Simple UNIX-Scheduler prequel 07/01 Update SLTechnology News&Howtos

Simple UNIX-Scheduler prequel

2025-07-01 Update From: SLTechnology News&Howtos shulou NAV: SLTechnology News&Howtos > Servers >

Shulou(Shulou.com)06/03 Report--

Linux's current process scheduling algorithm is CFS algorithm, which replaces the previous time slice round robin scheduling algorithm. CFS algorithm smoothes the calculation process of dynamic priority, so that the whole system can be preempted by any executive entity at any time. In fact, this is the basic principle of time-sharing system. Imagine how each process / thread can be executed at any time by its own priority like an interrupt. Then the whole system really becomes a "fair" altruistic system. If we want to understand the nature of this altruistic behavior, if we study all kinds of statistics of CFS scheduling algorithm, or study its code, then its effect is certainly not good. If we study the scheduling algorithm of Windows NT kernel, it will undoubtedly waste a lot of time and energy, and finally fall into the details.
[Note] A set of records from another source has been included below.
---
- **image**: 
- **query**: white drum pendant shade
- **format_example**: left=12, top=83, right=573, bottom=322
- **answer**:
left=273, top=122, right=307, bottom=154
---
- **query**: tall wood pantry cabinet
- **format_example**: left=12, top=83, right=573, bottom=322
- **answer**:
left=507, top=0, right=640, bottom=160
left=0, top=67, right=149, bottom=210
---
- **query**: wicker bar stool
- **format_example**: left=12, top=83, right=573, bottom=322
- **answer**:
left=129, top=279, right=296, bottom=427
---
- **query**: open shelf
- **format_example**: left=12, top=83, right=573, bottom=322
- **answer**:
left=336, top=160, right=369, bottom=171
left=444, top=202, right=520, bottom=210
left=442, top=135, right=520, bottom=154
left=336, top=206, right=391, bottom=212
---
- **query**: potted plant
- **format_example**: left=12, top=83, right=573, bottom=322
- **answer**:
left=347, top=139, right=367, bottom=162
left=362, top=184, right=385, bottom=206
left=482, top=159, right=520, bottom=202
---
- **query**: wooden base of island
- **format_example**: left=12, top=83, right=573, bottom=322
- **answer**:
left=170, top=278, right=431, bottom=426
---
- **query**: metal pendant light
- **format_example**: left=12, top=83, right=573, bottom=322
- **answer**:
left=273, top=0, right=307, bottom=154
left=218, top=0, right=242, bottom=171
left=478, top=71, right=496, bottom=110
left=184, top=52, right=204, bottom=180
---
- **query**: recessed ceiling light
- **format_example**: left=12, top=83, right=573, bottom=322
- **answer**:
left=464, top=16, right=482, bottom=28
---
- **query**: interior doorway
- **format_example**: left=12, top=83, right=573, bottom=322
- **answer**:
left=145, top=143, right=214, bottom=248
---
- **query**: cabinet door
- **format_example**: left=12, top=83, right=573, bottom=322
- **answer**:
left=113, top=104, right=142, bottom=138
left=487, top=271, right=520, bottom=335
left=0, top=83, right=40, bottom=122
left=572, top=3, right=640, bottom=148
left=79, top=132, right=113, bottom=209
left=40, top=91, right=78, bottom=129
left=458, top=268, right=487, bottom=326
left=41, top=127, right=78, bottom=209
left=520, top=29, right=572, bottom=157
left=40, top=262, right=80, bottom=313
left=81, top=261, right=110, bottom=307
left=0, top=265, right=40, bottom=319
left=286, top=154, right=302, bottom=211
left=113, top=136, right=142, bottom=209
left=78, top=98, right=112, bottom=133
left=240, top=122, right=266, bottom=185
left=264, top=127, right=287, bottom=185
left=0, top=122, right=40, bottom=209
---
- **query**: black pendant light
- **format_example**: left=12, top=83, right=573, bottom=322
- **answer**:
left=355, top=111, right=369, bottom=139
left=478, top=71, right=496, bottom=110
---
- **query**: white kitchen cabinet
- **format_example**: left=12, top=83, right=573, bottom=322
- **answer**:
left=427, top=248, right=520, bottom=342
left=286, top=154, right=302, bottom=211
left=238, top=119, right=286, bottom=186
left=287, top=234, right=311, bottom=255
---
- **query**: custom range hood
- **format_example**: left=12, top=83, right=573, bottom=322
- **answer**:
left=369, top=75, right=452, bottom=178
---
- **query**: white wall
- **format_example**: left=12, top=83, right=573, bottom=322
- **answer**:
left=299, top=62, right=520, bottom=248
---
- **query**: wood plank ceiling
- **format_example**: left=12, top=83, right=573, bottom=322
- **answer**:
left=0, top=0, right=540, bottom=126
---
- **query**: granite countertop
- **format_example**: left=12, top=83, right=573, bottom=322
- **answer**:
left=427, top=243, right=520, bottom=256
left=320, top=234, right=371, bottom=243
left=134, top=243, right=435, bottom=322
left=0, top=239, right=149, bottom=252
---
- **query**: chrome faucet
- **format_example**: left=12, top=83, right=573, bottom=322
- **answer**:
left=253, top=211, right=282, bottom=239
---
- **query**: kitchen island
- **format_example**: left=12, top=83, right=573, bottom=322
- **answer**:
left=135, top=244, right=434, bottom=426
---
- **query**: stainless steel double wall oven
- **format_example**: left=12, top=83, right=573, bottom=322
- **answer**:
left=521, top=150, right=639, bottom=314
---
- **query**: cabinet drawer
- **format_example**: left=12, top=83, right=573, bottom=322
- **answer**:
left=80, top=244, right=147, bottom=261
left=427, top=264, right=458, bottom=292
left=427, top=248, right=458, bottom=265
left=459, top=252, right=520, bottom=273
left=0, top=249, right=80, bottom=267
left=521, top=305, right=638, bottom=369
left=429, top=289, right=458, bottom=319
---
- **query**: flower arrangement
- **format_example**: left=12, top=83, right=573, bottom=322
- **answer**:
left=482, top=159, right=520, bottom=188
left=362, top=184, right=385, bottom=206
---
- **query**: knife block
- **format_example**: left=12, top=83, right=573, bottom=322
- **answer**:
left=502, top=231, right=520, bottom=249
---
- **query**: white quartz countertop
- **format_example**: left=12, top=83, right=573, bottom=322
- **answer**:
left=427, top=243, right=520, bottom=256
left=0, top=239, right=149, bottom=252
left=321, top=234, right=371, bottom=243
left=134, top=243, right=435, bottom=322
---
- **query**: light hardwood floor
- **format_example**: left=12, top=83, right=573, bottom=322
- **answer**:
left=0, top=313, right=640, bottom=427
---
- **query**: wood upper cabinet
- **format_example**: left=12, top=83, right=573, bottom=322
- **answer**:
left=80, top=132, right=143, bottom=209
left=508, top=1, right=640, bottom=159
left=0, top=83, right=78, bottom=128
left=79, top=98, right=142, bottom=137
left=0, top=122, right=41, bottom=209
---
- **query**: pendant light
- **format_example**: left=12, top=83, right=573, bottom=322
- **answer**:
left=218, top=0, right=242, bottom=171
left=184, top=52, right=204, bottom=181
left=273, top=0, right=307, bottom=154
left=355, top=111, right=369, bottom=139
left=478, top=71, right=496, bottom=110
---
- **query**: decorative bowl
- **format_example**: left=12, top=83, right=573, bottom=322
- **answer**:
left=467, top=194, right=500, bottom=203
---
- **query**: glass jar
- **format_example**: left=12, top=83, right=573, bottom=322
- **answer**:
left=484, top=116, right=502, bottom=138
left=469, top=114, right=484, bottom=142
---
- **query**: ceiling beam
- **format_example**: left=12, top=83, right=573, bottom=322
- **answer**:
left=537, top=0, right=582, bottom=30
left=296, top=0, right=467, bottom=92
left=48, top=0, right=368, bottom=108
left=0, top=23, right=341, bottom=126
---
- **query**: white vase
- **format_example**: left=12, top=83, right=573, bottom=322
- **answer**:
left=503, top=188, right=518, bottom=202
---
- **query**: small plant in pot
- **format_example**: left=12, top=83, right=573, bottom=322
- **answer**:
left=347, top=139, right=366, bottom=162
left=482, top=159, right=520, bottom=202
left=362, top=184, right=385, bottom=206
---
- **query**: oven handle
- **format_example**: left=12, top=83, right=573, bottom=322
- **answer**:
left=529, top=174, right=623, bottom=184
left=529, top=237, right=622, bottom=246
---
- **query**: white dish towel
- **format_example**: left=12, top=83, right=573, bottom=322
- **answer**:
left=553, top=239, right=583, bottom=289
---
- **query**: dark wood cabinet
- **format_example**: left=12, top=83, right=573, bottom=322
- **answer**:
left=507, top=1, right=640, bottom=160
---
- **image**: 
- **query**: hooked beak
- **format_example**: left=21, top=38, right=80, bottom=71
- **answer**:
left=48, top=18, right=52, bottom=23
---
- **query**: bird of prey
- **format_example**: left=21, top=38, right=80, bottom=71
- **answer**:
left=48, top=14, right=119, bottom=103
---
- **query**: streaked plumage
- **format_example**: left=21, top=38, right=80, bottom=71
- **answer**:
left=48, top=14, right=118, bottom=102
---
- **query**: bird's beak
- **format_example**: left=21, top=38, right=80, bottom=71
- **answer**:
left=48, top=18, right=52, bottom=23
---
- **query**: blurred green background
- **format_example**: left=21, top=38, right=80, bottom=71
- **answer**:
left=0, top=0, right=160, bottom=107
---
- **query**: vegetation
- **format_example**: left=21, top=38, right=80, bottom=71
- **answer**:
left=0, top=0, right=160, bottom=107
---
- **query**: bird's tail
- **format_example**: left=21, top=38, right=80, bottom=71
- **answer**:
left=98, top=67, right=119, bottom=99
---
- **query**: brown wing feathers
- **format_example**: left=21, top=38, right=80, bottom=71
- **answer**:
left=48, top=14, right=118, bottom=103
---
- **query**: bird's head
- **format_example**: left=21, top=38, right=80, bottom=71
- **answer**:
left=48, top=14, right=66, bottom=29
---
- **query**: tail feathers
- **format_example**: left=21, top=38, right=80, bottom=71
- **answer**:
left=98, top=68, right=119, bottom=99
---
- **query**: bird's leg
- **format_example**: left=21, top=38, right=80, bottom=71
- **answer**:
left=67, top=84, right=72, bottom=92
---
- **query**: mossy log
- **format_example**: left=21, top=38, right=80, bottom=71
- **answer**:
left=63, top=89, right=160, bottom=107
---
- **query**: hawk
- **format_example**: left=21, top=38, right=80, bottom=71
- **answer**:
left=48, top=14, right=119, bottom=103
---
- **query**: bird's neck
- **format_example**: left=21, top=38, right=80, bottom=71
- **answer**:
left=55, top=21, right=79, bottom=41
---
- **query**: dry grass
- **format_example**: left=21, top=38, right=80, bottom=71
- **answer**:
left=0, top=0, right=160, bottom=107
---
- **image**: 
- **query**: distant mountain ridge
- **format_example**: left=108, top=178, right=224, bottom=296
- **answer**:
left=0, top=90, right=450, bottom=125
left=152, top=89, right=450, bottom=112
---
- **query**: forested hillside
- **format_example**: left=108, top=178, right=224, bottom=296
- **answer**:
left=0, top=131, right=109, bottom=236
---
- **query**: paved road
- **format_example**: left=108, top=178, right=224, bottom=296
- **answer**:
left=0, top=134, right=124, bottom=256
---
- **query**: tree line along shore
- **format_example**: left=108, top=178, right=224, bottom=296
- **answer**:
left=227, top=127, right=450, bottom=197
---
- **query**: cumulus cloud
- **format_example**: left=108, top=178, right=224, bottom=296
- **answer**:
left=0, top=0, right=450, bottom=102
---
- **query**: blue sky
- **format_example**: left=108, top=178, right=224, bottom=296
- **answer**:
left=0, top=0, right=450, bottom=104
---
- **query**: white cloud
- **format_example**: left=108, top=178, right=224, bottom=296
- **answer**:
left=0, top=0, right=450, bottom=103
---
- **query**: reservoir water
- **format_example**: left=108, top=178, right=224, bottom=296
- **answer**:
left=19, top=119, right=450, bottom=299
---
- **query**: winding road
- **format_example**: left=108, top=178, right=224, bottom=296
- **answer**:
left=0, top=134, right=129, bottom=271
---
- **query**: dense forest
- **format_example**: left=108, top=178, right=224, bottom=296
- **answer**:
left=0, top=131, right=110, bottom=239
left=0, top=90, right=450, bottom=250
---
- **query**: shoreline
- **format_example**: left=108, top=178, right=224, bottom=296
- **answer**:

In fact, the simplest early version of UNIX is the best embodiment of this idea, its code is very simple, its logic is very simple.

0. Time-sharing system

Feng. Neumann's memory machine has two main points, and more abstractly, this is the Turing machine. CPU and memory, the two major components, if you want to implement a time-sharing system, then look at how early people used computers or machine tools, anyway, any shared machine. People lined up with signs in their hands, and then the administrator called, just like they do business in banks today. But these implementations are much simpler in the computer, and there are only two things that need to be implemented: how to use CPU and how to use memory. With regard to these two points, it seems simple, but in fact there are really some details. How to use CPU, you must execute the task one by one, and then the next one, but if a task takes too long, the queues will inevitably wait for a long time, so the granularity of time-sharing according to the life cycle of the task is too rough, and a finer-grained time-sharing system is a requirement. In order to achieve a more fine-grained time-sharing system, you need a context. In order for a task interrupted by the administrator to continue, the context must have a storage location, that is, memory, which involves the question of how to use memory.

When it comes to the use of memory, simply put, the entire physical memory is shared by all processes, how to share it? Of course, it involves the allocation strategy, that is, to allocate one memory area to one process and another to another process. It is easy to understand segmentation and paging according to this idea. In short, segmentation is generally used to distinguish different memory types within a process, such as code, data, stack, etc., while paging is generally used for memory page division between processes. For example, if a page belongs to a process and another page belongs to another area, we need a table to indicate how to divide it. For modern operating systems, this table is the page table that we are familiar with. For the ancient PDP11, it is the content of the APR register group. The tasks of the time-sharing operating system include managing these tables and managing the entire physical memory. When one process switches to another, the contents of these tables must also be switched. For modern x86 platforms, we are more familiar with the switching of CR3 registers, while the CR3 registers point to the page table that resides in physical memory. There is no doubt that this piece of physical memory can not be used by the process because it stores process metadata. As early as in the PDP11 era, because the physical memory capacity is very small, it is impossible to use this way to store metadata, and it does not achieve a precise paging mechanism, but only a simple virtual address space, and the mapping relationship between virtual address and physical memory page is defined by APR register group. So in the PDP11 era, the whole process is swapped in and out, there is no part of a process that resides in memory, while the other part is in swap space, which is called into memory as needed by a page fault interrupt.

In essence, a simple time-sharing system includes two aspects: CPU time-sharing and physical memory time-sharing. Of course, if the physical memory is large enough, then multiple processes can reside in memory at the same time, which will undoubtedly improve efficiency, but this is not the essence of the time-sharing system, including the later on-demand paging mechanism is not the essence of the time-sharing system, but only a means of MMU management.

Memory management is extremely important in the implementation of time-sharing system, because memory is arranged by space, not driven by clock tick like CPU. How to connect space use with clock tick and establish mapping is the key to the implementation of time-sharing system, so I will spend a lot of space to introduce the details of memory management. The implementation of the time-sharing system is recursive fractal, so the concept of preemption appears. If the fine-grained time-sharing system implementation preempts the unfinished tasks, then the switching caused by the higher priority process caused by the dynamic priority calculation preempts the unfinished time slices pre-allocated to the process.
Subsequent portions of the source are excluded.